Gang violence leaves seven dead. Foreclosures rise. Little help from the government. Banks request a bailout, receive one, and subsequently reward their top-executives with exorbitant bonuses. Iraq witnesses its deadliest month since the war began, a record surpassed the following month. Conservatives demand a return to traditional American values. Politicians snuggle in a bit closer with their primary donors, representing interest groups at the expense of the American people. Iraq death toll rises. Afghanistan nudges its way into the spotlight. Grim. Grim. And grimmer still.

Absolutely covering the surface of nearly 40 feet of drywall, the collage that forms of centerpiece of Will Steacy’s no job no home no peace no rest leaves little room for sunlight. Comprised of “thousands of newspapers collected over many years, his own photographs and writings, and found objects,” the giant mural consciously overwhelms the viewer with its bleak catalogue of all the problems facing America. Steacy organizes his collage around vague thematic “nodes,” with specific parcels of the piece devoted to different subjects – one section, for example, focuses on gang violence, while another centers on the bank-bailouts. After a time, the collage becomes a constellation of despair, imbuing the reader with the sense that these problems are insurmountable. Not a single of ray hope emanates from the piece – the artist seems to believe that a cutting humor is enough to provide the collage with lightheartedness. One small section, for example, juxtaposes cards featuring naked women, overlaid with hands cupped and ready to receive the Eucharist, all beneath a newspaper clipping relating congress’ renewed search for donors. Such portions make one chuckle, but it’s the kind of laugh that aches more than it lifts.

The rest of the show seems like an attempt to complement the collage with a more human dimension, as well as a more visceral “impact.” Several portraits adorn the back walls of the gallery, featuring solitary men and women set against backgrounds stereotypically emblematic of economic hardship. One man sits on a stone staircase leading to a cellar, while another leans against a streetlamp. The idea is clear: the difficulty of life in America as a result of all those rather dry, abstract realities described by the collage in the previous room. However, the portraits lack enough distinct information, so much so that, much like the centerpiece, the photographs begin to meld together, nullifying the humanizing aspects of these pictures that seem to be purpose in the first.
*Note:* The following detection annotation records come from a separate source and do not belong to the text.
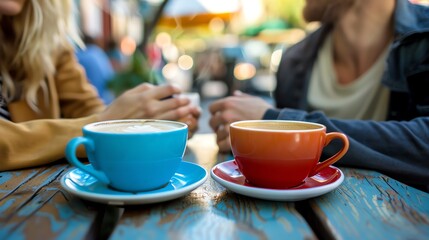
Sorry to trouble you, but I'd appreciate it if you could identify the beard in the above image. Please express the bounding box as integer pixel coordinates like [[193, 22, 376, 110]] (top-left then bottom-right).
[[303, 0, 359, 23]]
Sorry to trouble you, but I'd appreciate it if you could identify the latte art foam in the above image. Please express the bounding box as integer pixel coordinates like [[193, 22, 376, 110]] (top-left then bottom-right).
[[91, 122, 182, 133]]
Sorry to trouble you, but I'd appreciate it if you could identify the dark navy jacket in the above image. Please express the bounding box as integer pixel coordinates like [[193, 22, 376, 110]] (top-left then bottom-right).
[[264, 0, 429, 191]]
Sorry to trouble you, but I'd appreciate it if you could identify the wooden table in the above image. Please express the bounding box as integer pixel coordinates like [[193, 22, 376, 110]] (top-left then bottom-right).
[[0, 134, 429, 239]]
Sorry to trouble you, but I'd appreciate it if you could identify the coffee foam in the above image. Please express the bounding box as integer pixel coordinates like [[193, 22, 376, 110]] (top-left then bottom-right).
[[91, 121, 182, 133]]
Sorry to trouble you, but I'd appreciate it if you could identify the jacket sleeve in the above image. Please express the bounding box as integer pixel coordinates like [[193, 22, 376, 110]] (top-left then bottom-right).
[[278, 109, 429, 190], [0, 115, 97, 171]]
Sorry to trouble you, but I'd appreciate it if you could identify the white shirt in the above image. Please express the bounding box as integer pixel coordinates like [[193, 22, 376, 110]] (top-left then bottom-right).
[[307, 32, 390, 121]]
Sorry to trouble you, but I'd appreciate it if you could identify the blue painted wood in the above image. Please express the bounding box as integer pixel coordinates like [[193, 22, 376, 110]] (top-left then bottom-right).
[[0, 164, 97, 239], [110, 174, 316, 239], [310, 169, 429, 239]]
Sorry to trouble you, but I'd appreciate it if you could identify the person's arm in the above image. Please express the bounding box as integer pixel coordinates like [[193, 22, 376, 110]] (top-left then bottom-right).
[[277, 109, 429, 189], [0, 49, 105, 171], [54, 48, 105, 118], [0, 115, 96, 171]]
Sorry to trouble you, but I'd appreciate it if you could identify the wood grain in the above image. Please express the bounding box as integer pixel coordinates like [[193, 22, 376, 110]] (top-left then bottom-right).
[[110, 179, 316, 239], [0, 164, 97, 239], [111, 134, 316, 239], [310, 169, 429, 239]]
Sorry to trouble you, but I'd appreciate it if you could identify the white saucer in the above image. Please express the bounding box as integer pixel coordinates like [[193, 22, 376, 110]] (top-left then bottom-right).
[[61, 162, 208, 205], [210, 160, 344, 201]]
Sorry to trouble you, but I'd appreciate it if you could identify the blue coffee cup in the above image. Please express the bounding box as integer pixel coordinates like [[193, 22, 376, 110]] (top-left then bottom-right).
[[65, 119, 188, 192]]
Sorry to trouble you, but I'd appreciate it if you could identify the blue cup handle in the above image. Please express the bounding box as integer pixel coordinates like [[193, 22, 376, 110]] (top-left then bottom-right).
[[66, 137, 110, 185]]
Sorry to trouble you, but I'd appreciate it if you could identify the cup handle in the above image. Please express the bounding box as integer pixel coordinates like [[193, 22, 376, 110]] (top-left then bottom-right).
[[309, 132, 350, 177], [66, 137, 110, 184]]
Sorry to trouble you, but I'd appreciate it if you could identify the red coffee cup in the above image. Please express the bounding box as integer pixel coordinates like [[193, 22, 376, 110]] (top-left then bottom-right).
[[230, 120, 349, 189]]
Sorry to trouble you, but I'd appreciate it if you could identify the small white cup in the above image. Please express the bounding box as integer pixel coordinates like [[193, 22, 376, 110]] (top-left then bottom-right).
[[175, 92, 200, 107]]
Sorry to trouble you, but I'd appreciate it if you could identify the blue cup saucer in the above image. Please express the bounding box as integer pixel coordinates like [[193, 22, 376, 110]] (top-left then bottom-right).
[[61, 161, 208, 205]]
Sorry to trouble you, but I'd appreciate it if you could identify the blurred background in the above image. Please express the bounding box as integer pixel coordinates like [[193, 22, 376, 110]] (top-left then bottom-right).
[[75, 0, 429, 131]]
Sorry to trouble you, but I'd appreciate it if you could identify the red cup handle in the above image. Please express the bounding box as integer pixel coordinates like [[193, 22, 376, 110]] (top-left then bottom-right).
[[309, 132, 350, 177]]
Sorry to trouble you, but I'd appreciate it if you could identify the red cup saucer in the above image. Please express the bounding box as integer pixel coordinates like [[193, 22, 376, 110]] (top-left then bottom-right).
[[211, 160, 344, 201]]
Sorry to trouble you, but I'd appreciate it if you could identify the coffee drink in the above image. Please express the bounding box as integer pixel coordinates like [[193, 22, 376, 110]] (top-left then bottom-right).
[[91, 120, 183, 133], [230, 120, 349, 189], [235, 121, 323, 131], [65, 119, 188, 193]]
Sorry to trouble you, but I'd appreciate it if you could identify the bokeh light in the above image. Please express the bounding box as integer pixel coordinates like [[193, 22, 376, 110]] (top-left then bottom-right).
[[234, 63, 256, 80], [177, 55, 194, 71]]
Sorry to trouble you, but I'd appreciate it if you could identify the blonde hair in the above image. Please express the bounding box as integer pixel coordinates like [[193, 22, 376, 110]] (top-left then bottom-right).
[[0, 0, 81, 110]]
The last section of the show, on the other hand, works very well. The remaining photographs feature inanimate objects, often ironically juxtaposed with their environment, and make vividly clear the effects of the Great Recession. Condos, Chicago – the show’s most impactful piece – portrays a sign advertising the future site of condos behind a chain-link fence, beneath a bright moon. Eerie as an old-horror movie, this piece succinctly summarizes the theme of the show: the gradual inaccessibility of the American dream, and the possible phantasmal nature of that dream.

Works Cited

“Silver Eye.” Silver Eye. N.p., n.d. Web. 19 Nov. 2012. <;.


Wood Street Galleries

Guest Curated by Justin Hopper, The City and the City: Artwork by London Writers explores “new ways to combine art and literature in an examination of the modern city.” Wood Street Galleries, with its location at the heart of Pittsburgh’s cultural district, is the ideal location for such an exploration. The exhibition itself, spread out over two-floors, features work in a variety of mediums, from wall to wall video displays to row-upon-row of newspapers and other textual media. Unsurprisingly, given that the artists are also primarily writers, a great deal of reading is required. However, the exhibits themselves incorporate varying degrees of text, from Greenwich Degree Zero, which is largely language based, to Flying Down to Rio, which is almost entirely visual. (Several street signs appear in the video.) This textual asymmetry does a great service to the exhibition as a whole, preventing the viewer from getting bogged down within the sheer deluge of information. Overall, the show is very successful at conjuring the experience of urban life, especially on the second floor, where the three exhibits meld together to form a startlingly affective portrait of modern London.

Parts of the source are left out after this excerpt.